InfoPath – I think of this as the release where InfoPath goes from being a niche tool for a one-off form to a product that is used in many places within a SharePoint environment to take a site from out-of-the-box to a rich application.

Composites – rich solutions with no code has always been the dream. 2007 made a huge leap forward from 2003 but it still often requires someone with a lot of technical expertise to design a solution. And too soon a site owner is in SharePoint Designer and staring at HTML/CSS code with no clue. 2010 changes this. SharePoint Designer 2010 makes some huge tool changes to simplify the experience. The BCS and InfoPath also contribute to the ability to build composites. I loved the last session of the conference where Nick Dallett showed how mash-ups could be built using InfoPath. Powerful!

Social Computing – it is great to finally show all the great new social computing capabilities in 2010 without an NDA. I think this is a huge step forward from 2007. I believe in the next three years these technologies will continue to evolve and it will truly change how business is done, especially as more and more millennials enter the workforce. This is one area where we’ll continue to rely on great partners like Newsgator to innovate on top of the SharePoint platform.

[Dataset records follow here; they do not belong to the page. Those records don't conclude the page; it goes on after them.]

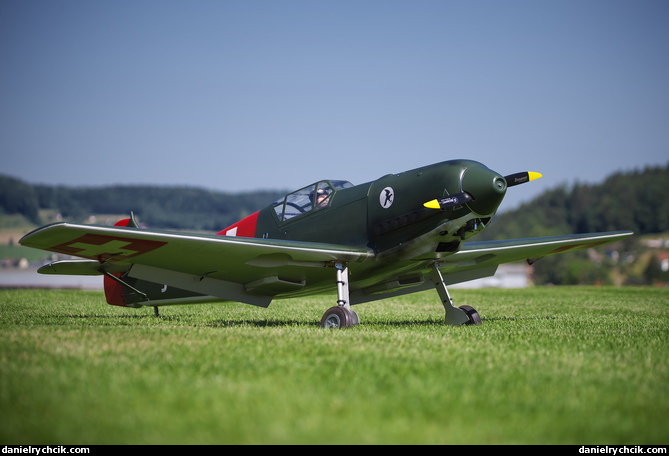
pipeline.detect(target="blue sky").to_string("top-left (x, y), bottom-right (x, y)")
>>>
top-left (0, 0), bottom-right (669, 212)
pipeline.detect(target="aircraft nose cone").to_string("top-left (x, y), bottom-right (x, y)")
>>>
top-left (462, 166), bottom-right (506, 216)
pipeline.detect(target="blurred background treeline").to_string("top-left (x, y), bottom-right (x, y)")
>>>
top-left (0, 164), bottom-right (669, 284)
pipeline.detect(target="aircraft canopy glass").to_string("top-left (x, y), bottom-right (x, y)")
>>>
top-left (274, 180), bottom-right (353, 222)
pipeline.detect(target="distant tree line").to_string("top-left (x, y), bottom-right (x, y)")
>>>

Client Object Model – I had a few consultants tell me how excited they were about this. Client-side access to the server object model through a subset of members and types can make a developer’s job much easier in certain cases. More SharePoint 2010 dev resources here

New services (Access, Visio, Word, etc.) – I don’t have enough time to get into each of these, but I definitely heard from a number of attendees how they were excited about some of these new capabilities. There is some great content posted already on this. Here’s one good post where Word Services is mentioned as the favorite feature in SharePoint 2010. I don’t know if I’d put it in that category but I can definitely relate to the scenario it addresses. Goodbye KB #257757. I will not miss you.

 

I’m enjoying reading all the other impressions and excitement coming out of the conference. Much more to come as SP2010 Beta gets released next month!